Filtering Big Images
Shutterstock assets can be big. Shutterstock image dimensions are regularly larger than 8,000px x 5,000px, and user assets can be even bigger. To keep Shutterstock Editor speedy, we use smaller preview images most of the time. Only when a user performs a final render do we absolutely need to filter high-resolution images. Nevertheless, that filtering step is just as important as any. To process those large images, we have to work within some constraints:
- Depending on the browser, the maximum canvas size along either dimension spans from 5,000px to 12,000px;
- Depending on the hardware, maximum WebGL texture size varies from 2,048px to 16,384px
Therefore, for large images, Shutterstock Editor filters 4 megapixels at time by breaking images into tiles, each sized 2048px x 2048px. This size works across most hardware and all major browsers, and permits most preview images to fit within a single tile, meaning that we essentially bypass this tiling except when performing a final render using full-sized images.
How We Filter Using Tiles
So, how do we filter images using tiles when we need to? Your natural first thought might look like this:
A large image is broken into a series of neighboring tiles, each small enough to fit within a WebGL texture. However, this setup does not work for Shutterstock Editor, because of filters like blur.
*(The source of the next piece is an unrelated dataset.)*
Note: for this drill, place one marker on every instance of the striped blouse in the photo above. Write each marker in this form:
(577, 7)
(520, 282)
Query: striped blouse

Filters like blur require awareness of nearby pixels in order to operate. At the edge of tiles as drawn above, those nearby pixels are missing. The integrated logic of WebGL or 2D drawing can mirror the pixels from the edge, creating a credible blur effect for a standalone image, but when those tiles are then stitched back together, the blurs at the edges of two neighboring tiles do not mesh:
The blur of two neighboring tiles do not mesh, leaving a crease down their shared edge
Therefore, to perform blurring, it’s necessary for tiles to overlap. A setup that meets our needs looks like this:
Dividing an image into six tiles. Note that the tiles overlap and leave no whitespace.
The image is broken up into tiles according to two important rules. First, where tiles meet, there is an overlap equal to double the size required by the filter. For example, if a blur filter has a radius of 10 pixels, the overlap between any two tiles must be at least 20 pixels.
Second, all edges of a tile that do not overlap with other tiles must terminate at the edge of the image. This ensures that there is no empty space in any tile, keeping the per-tile processing as simple as possible.
After processing, tiles are joined back together, each tile providing half of the data for the overlap. That’s why it’s essential for the overlap to be double what’s required for the particular filter: at the center of the join, both tiles must share the exact same data in order to avoid a visible crease along their border.